How An Immigrant Tennis Instructor Built A Business Empire
In the mid 1970s, a young tennis player named Julian Krinsky moved to the United States from his home in South Africa. After a brief run at being a professional player, Krinsky had gotten his CPA and got a job as an accountant in Philadelphia
To make extra money, Krinsky started giving private tennis lessons on a part-time basis. Word spread, and soon, Krinsky had more than enough students to allow him to coach full-time.
Sensing a business opportunity, Krinsky started to expand. He rented out courts and dorm rooms, and started launching summer camps full-time. The tennis camps were a goldmine. Hundreds of students enrolled, and Krinsky was able to make a small fortune in fees, even after paying all of his expenses.
At this point, Julian Krinsky could have sat back and counted his money. But he knew that if he worked a little harder, he could make even more.
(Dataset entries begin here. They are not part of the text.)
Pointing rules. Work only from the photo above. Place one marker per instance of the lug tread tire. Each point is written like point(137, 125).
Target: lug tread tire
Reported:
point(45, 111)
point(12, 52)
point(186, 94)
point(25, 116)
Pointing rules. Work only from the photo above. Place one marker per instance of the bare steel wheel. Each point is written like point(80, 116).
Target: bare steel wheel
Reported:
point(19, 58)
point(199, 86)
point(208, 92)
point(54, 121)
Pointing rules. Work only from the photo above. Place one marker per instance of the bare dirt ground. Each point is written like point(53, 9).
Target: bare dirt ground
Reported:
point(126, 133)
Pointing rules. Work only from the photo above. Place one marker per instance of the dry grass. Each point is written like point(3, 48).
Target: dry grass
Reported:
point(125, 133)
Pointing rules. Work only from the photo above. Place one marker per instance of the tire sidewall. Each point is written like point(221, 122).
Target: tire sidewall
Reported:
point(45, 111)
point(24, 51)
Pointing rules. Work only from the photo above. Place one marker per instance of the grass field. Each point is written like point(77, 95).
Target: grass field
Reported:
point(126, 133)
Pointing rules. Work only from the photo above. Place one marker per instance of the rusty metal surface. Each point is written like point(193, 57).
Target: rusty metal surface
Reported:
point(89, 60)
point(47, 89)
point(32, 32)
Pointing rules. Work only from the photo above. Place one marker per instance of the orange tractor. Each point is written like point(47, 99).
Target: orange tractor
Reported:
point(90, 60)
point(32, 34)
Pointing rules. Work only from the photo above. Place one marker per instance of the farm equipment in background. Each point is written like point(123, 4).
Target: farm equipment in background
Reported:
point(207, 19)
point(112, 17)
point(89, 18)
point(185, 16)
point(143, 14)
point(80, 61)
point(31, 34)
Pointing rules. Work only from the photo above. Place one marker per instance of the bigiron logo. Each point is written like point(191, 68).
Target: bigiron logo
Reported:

He realized that there was big demand for his unique brand of fun, interactive summer camps. So he decided to start programs in other sports. Soon, he had camps for baseball, basketball, soccer, and football. He even launched a series of summer programs around arts, sciences, and businesses.
Today, more than 4,000 kids each year attend Krinsky's summer programs. What had started as a side project had evolved into a thriving, profitable business.
But Krinsky didn't stop there.
Once he had made some money, he realized that he needed to diversify. With his background in property management, real estate investing was a very natural fit.
Krinsky started by buying a single foreclosed property. He fixed it up, rented it out, and started collecting checks.
A few months later, he did the same thing again. And again. And again.
Today, Krinsky owns more than 100 properties in the Philadelphia area.
Several years ago, I had the privilege of seeing Julian Krinsky speak at a conference. I had been impressed, and had scribbled down some of my thoughts in my notebook.
A few weeks back, I was cleaning out my shelves when I found the old notebook. Suddenly, it all came back to me. Julian Krinsky had mentioned three basic principles that had helped him succeed.
2) Build Scalable Systems
Krinsky quickly realized that he needed to hire and retain people if he wanted to grow his business. But it wasn't just about bringing people on board. He also needed to create a business infrastructure that would maximize productivity.